Pytanie, czy władze Polski są gotowe respektować przyszłe orzeczenia Trybunału Sprawiedliwości UE co do Sądu Najwyższego i innych pisowskich ustaw sądowych, było najważniejszym punktem wtorkowego wysłuchania Polski w Radzie UE w ramach artykułu 7. Jednak klarownej odpowiedzi nie usłyszał ani Frans Timmermans, ani ministrowie z kilku krajów Unii, którzy powtarzali je Konradowi Szymańskiemu.
Czytaj także: Nadzwyczajna kasta sędziów PiS
Czy Unia zatrzyma burzenie Sądu Najwyższego w Polsce?

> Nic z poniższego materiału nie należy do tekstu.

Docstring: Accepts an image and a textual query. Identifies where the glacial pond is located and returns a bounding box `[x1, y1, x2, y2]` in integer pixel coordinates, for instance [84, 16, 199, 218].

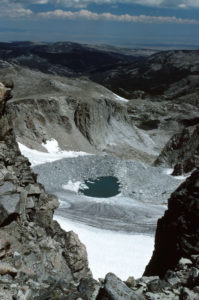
[79, 176, 120, 198]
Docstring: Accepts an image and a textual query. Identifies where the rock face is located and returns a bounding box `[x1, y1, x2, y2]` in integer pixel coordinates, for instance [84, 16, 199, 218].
[144, 169, 199, 277]
[0, 84, 91, 299]
[154, 125, 199, 175]
[0, 79, 199, 300]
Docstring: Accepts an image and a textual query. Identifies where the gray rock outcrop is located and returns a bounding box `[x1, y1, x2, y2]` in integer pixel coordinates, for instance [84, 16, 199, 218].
[0, 78, 199, 300]
[144, 169, 199, 277]
[0, 84, 91, 300]
[154, 125, 199, 175]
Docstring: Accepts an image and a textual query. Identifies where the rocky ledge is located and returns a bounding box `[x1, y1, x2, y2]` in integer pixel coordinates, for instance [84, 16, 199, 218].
[154, 125, 199, 175]
[0, 82, 199, 300]
[0, 83, 95, 300]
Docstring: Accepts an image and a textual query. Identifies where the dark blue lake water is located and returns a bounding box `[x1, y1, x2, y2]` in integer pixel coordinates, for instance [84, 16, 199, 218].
[79, 176, 120, 198]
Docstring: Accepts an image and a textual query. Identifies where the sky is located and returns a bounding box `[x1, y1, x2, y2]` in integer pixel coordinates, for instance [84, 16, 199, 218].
[0, 0, 199, 48]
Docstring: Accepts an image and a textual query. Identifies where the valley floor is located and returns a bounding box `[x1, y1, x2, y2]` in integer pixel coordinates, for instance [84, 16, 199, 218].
[19, 141, 183, 280]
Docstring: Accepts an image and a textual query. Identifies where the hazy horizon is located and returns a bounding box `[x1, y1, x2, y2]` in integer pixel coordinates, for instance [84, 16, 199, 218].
[0, 0, 199, 49]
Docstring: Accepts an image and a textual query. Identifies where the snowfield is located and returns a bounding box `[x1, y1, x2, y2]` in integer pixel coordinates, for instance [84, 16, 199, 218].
[54, 215, 154, 280]
[19, 140, 176, 280]
[18, 139, 91, 167]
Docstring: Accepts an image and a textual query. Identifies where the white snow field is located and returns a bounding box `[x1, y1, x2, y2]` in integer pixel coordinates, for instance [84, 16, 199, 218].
[18, 139, 91, 167]
[18, 140, 159, 280]
[54, 216, 154, 280]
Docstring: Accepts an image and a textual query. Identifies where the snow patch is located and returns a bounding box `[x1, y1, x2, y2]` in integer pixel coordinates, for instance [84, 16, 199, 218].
[113, 94, 129, 102]
[42, 139, 61, 153]
[62, 180, 82, 193]
[18, 140, 91, 167]
[54, 215, 154, 280]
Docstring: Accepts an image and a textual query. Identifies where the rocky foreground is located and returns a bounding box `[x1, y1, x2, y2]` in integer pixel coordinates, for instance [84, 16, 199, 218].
[0, 82, 199, 300]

Szymański za zamkniętymi drzwiami przypominał, że „Polska ma historię wypełniania nawet trudnych orzeczeń TSUE”, ale jednocześnie odmówił „kreślenia przyszłych scenariuszy” w sprawie unijnego Trybunału. Potem Timmermans podczas konferencji prasowej ponownie – tym razem publicznie – wzywał polski rząd do jednoznacznego określenia się, czy będzie wypełniać wszystkie wyroki TSUE, także w kwestii praworządności. Sprecyzował, że do tej pory nie otrzymał takich jednoznacznych zapewnień ze strony Warszawy. Ta kwestia staje się teraz coraz bardziej paląca, bo Komisja Europejska już w tę środę najprawdopodobniej zdecyduje o skierowaniu skargi do TSUE na Polskę w związku z czystką emerytalną w SN.

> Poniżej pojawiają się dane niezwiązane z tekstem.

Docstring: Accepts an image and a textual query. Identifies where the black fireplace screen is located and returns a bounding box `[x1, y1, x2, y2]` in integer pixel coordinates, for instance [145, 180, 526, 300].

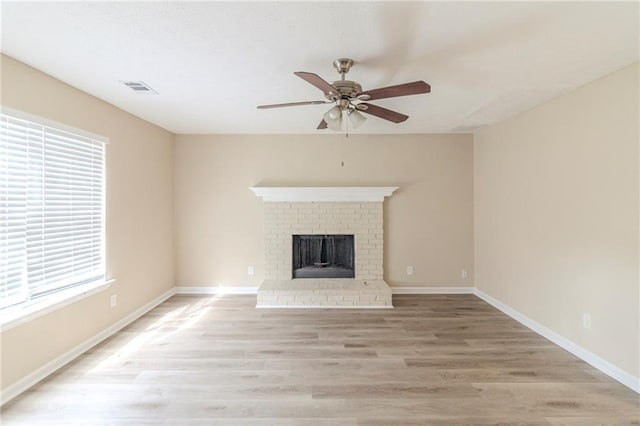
[293, 235, 355, 278]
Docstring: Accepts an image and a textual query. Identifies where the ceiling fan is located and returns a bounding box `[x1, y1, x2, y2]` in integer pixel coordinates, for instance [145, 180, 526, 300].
[258, 58, 431, 131]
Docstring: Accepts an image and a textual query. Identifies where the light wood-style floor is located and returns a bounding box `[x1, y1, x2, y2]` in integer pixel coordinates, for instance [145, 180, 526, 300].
[2, 295, 640, 426]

Ta nowa skarga do TSUE – przynajmniej na gruncie unijnego prawa – byłaby szansą, by w ostatnim momencie zatrzymać burzenie SN. Timmermans zaproponuje bowiem reszcie komisarzy UE połączenie tej skargi z prośbą z Komisji Europejskiej, by TSUE nałożył „środek tymczasowy”, czyli zamroził przepisy o czystce emerytalnej w SN. Bywa, że wiceprezes TSUE, do którego należą postanowienia o tak doraźnych działaniach, podejmuje decyzje nawet w niecały tydzień od wpłynięcia wniosku od Komisji Europejskiej. Ale czy to zadziała? Przecież o zawieszeniu tych przepisów zdecydował już Sąd Najwyższy w związku ze swymi zapytaniami prejudycjalnymi, a PiS podważa prawomocność tej decyzji. Wprawdzie prawo TSUE do nakładania środka tymczasowego jest zapisane bezpośrednio w Traktacie o Funkcjonowaniu UE, ale czy – mimo tak silnego umocowania – posłuchają tego polskie władze?

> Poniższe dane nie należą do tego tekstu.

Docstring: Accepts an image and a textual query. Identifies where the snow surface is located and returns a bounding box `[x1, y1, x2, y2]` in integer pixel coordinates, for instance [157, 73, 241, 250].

Konstytucja nad traktatami unijnymi?
W historii sporu Polski z Unią o praworządność słowa o „przekraczania Rubikonu” już się właściwie zużyły. Nawet trudno znaleźć porównanie dla tego, co może dziać się po jawnym odrzuceniu werdyktów TSUE. W Brukseli słychać obawy, że polski Trybunał Konstytucyjny pod kierownictwem Julii Przyłębskiej może zacząć – na polityczne zamówienie – generować orzeczenia podważające decyzje TSUE (czy też przepisy, na których będą oparte) jako sprzeczne z polską konstytucją.
Jasno określoną wyższość konstytucji nad traktatami unijnymi ma sporo krajów Unii. A niemiecki Trybunał z Karlsruhe kilka lat temu nawet przypomniał prymat niemieckiej „tożsamości konstytucyjnej” nad prawem Unii w swym pytaniu prejudycjalnym dotyczącym polityki monetarnej EBC (podczas kryzysu UE). Ale nie doszło do otwartej konfrontacji systemów prawnych, jaką groziłby polsko-unijny konflikt o to, czy TSUE ma prawo do zajmowania się oceną zmian w polskim wymiarze sprawiedliwości. Jedyna osiągalna sankcja dla Polski w ramach art. 7, czyli przyjęcie deklaracji Rady UE o „wyraźnym ryzyku poważnego naruszenia” wartości podstawowych, byłaby niczym w porównaniu z koszmarną i nieprzewidywalną burzą, której Szymański nie chciał z góry zdusić (a zapewne nie był do tego uprawniony) krótkim zdaniem, że orzeczenia TSUE pozostaną dla Polski ostateczne.